ProteoStorm v06222018

Beyter and Lin et al. (2018). ProteoStorm: An Ultrafast Metaproteomics Database Search Framework. Cell Systems. 7, 463–467

Software Requirements

MSConvert required for peak-picking and converting RAW files to MGF format.

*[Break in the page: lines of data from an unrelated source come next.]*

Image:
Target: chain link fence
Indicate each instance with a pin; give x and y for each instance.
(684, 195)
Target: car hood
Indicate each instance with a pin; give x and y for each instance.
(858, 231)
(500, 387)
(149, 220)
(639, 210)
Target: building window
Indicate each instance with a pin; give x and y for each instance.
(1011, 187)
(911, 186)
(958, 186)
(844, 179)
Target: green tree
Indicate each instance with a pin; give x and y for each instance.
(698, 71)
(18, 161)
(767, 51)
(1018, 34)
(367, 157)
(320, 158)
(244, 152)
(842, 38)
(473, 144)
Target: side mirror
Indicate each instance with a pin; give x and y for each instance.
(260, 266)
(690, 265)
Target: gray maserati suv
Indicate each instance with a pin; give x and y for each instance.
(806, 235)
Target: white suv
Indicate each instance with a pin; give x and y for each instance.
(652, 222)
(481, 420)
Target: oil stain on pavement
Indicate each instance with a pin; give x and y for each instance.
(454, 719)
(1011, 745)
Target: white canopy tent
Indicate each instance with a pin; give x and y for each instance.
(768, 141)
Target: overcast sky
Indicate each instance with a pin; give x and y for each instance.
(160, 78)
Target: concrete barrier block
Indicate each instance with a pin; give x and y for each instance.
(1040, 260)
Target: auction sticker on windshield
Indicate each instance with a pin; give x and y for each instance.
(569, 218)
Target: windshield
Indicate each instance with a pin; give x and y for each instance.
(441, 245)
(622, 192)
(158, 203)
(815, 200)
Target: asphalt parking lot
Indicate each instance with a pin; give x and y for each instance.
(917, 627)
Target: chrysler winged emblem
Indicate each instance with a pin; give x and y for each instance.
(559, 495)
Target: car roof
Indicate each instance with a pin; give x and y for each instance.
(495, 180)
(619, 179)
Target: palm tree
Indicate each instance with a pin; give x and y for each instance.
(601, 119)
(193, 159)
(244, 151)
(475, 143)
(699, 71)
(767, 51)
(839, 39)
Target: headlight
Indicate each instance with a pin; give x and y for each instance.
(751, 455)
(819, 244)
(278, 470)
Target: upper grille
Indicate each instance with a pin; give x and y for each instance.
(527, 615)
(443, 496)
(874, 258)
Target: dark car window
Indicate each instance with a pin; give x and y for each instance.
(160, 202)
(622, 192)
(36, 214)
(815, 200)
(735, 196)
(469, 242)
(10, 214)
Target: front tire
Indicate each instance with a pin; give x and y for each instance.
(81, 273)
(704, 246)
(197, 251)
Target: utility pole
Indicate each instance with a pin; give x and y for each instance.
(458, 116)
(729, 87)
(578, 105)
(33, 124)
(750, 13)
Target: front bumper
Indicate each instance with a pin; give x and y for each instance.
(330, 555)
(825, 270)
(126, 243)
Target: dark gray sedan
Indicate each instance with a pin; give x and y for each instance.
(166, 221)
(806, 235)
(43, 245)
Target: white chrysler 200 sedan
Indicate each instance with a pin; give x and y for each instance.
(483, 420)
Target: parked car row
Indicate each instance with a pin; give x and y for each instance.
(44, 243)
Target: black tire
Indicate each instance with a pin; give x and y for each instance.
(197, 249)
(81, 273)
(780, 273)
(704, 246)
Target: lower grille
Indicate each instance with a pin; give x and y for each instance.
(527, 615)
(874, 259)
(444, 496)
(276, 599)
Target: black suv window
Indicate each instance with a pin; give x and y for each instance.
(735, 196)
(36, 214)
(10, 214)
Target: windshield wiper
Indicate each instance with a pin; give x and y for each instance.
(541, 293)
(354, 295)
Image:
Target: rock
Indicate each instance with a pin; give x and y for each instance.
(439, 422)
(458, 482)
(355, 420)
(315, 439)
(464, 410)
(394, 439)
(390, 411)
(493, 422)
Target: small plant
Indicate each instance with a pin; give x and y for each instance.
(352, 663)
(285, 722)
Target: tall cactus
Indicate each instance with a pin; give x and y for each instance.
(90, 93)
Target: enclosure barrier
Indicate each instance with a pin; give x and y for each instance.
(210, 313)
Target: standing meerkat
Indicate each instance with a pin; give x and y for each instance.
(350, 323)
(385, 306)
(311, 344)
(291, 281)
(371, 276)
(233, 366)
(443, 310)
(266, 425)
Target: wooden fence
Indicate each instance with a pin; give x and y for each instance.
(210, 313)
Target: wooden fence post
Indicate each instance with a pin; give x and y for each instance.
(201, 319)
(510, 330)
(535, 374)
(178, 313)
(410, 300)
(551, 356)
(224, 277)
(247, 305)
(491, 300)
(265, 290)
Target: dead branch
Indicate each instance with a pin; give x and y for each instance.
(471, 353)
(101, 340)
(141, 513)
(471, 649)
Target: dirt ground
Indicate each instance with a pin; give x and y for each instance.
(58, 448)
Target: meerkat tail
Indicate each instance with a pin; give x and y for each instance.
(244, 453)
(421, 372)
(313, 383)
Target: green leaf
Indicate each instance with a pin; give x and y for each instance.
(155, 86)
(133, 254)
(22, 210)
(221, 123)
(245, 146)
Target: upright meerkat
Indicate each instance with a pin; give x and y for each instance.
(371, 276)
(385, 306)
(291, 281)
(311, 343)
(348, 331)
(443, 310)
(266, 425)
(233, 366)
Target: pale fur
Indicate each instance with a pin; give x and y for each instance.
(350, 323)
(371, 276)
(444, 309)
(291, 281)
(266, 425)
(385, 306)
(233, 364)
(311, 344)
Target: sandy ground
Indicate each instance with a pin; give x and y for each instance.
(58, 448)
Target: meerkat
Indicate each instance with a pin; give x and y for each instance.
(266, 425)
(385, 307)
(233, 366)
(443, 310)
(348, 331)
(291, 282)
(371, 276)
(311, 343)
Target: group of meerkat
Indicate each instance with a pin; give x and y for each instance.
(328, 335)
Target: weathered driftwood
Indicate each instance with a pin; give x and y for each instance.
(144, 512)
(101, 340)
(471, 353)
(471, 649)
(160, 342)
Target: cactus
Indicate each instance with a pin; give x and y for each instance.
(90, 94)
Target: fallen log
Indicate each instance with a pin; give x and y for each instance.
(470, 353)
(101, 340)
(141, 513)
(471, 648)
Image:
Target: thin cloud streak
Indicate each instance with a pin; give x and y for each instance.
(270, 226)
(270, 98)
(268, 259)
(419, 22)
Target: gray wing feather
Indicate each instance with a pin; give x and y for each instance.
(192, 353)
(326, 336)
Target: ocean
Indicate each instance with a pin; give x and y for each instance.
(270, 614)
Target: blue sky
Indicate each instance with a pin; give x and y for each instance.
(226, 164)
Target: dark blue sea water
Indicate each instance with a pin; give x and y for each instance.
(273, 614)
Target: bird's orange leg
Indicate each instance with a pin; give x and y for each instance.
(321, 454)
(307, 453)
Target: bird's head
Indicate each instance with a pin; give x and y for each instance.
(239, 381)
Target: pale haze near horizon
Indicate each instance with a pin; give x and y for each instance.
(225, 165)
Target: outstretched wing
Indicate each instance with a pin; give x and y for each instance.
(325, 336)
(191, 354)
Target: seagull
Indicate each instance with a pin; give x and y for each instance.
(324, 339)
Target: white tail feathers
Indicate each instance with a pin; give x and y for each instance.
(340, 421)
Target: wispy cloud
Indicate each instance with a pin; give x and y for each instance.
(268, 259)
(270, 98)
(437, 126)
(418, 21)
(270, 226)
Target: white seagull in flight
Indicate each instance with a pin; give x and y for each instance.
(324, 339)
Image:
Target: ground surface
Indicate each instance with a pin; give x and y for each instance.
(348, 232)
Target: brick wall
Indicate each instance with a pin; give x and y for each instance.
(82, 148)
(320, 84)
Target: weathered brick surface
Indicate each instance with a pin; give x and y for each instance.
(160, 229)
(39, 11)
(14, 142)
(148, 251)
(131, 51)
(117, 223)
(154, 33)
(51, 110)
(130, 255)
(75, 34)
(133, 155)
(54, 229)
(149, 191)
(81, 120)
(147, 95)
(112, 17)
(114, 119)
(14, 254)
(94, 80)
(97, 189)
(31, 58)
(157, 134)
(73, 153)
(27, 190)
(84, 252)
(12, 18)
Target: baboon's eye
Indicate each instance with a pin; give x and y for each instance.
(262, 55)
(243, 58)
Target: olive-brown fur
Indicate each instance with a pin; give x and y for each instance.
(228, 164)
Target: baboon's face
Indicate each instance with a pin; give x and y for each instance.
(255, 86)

If not using the MSConvert GUI, include the following filter for the expected TITLE format: --filter 'titleMaker <RunId>.<ScanNumber>.<ScanNumber>.<ChargeState> File:"<SourcePath>", NativeID:"<Id>"'

Linux

Anaconda 2.7 or Python2.7 with numpy and psutil

$ wget https://repo.continuum.io/archive/Anaconda2-5.1.0-Linux-x86_64.sh
$ bash Anaconda2-5.1.0-Linux-x86_64.sh

Java (1.8 or above)

$ sudo apt-get update
$ sudo apt-get install default-jre

Windows

Anaconda 2.7

download from https://www.anaconda.com/download/?lang=en-us

Java (1.8 or above)

download from https://java.com/en/download/

Cygwin

download from https://cygwin.com/install.html
Add "C:\cygwin64\bin\" to environment variables-->system variables-->PATH
Add "export PATH=/cygdrive/c/Users/user/Anaconda2:$PATH" to .bashrc

Usage

python -u ./src/ProteoStorm.py
	-D DatabaseDirectory (Directory containing database files in fasta format, use .fasta for the file extension)
	-S SpectralDirectory (Directory containing spectral datasets in MGF format, peak-picked and converted from RAW using MSConvert)
	-O OutputDirectory
	[-MSMS SubdirectoryName] (Name of metaproteomics dataset, Default: date_time)
	[-ms1t PrecursorMassTolerance] (e.g., 10, 20, 50, Default: 10)
	[-ms2t FragmentMassTolerance] (e.g., 0.015, 0.6 Default: 0.015)
	[-inst MS2DetectorID] (0: Low-res LCQ/LTQ, 1: Orbitrap/FTICR, 2: TOF, 3: Q-Exactive(Default))
	[-m FragmentMethodID] (1: CID, 3: HCD)
	[-S1spc S1SharedPeaksCount] (Default: 7)
	[-S2spc S2SharedPeaksCount] (Default: 7)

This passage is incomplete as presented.